What are the options, anyway? Going 5-on-5 and then “tweaking” it to 4-on-4 after the first overtime? (First of all…tweak this.) Give that five years, and then watch the NHL slide down the slippery slope to 3-on-3 after the second overtime – and then it’s just one more quick tumble down to the gimmicky shootout. Never happen, you say? Regular season OT started out 5-on-5, went to 4-on-4, and then, in this Internet age of instant gratification, introduced the integrity-less shootout.
Other equally hollow arguments against 5-on-5 are that multiple overtimes take “too long,” the hockey gets “boring” and viewers “fall asleep.”
First of all, the “too long” and “boring” arguments are invalid because they’re totally subjective – one fan’s boring is another fan’s bombastic. If you care at all about either team, overtime is an agony-ecstasy shot of adrenaline. Maybe the Stars-Devils overtime games in the 2000 final weren’t a-chance-a-minute, but here’s betting Jason Arnott’s double-OT Cup-winning goal is still burned into countless brains in New Jersey. (And don’t forget, it came two days after Mike Modano scored in triple OT to extend the series.)
As far as the “too sleepy” argument…are you kidding? If you’re sleepy, do what babies do: sleep. But quit cryin’ and don’t ruin it for the rest of us.
MIKE BROPHY: As I sat there watching the San Jose Sharks and Nashville Predators skate further and further into the wee hours of the morning, with seemingly no end in sight to Game 1 of their opening round series, all I could ask myself was, why?
Why the heck was I still awake when my alarm clock was set for 6:30 a.m.? So I could wake up and start it all over again? When I couldn’t come up with a decent answer, I flipped the game off and went to sleep.
“How could you turn off such an exciting game?” senior editor Brian Costello wondered the following day.
Exciting game?
“Simple,” I said. “I closed my left eye and then I closed my right eye.”
And trust me, I was already halfway to dreamland having suffered through the first overtime period, during which the Predators outshot the Sharks 5-4. Yawn.
The crazy thing is, the Sharks-Predators game wasn’t even the longest game played that night. That honor went to the Vancouver Canucks and Dallas Stars who played an additional 78 minutes and six seconds before Henrik Sedin, of all people, put everybody out of their misery with a goal deep into the fourth OT frame.

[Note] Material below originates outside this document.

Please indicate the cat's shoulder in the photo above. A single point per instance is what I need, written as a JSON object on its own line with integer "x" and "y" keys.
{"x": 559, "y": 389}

So what can we do to end this nonsense? Simple. Play one period of 5-on-5 and then drop it to 4-on-4. No shootout. No removing another player per team after the second overtime period. Just 4-on-4 until the damn thing ends. Four-on-four overtime has become of staple of today’s regular season and while the shootout has been a godsend for eliminating tie games, there is no place for it in the playoffs. Just about everybody agrees with that.
None of this would be an issue if long overtime games were filled with end-to-end rushes and numerous scoring chances. But the majority of games that stretch beyond one overtime period become frightfully boring with an emphasis on defense.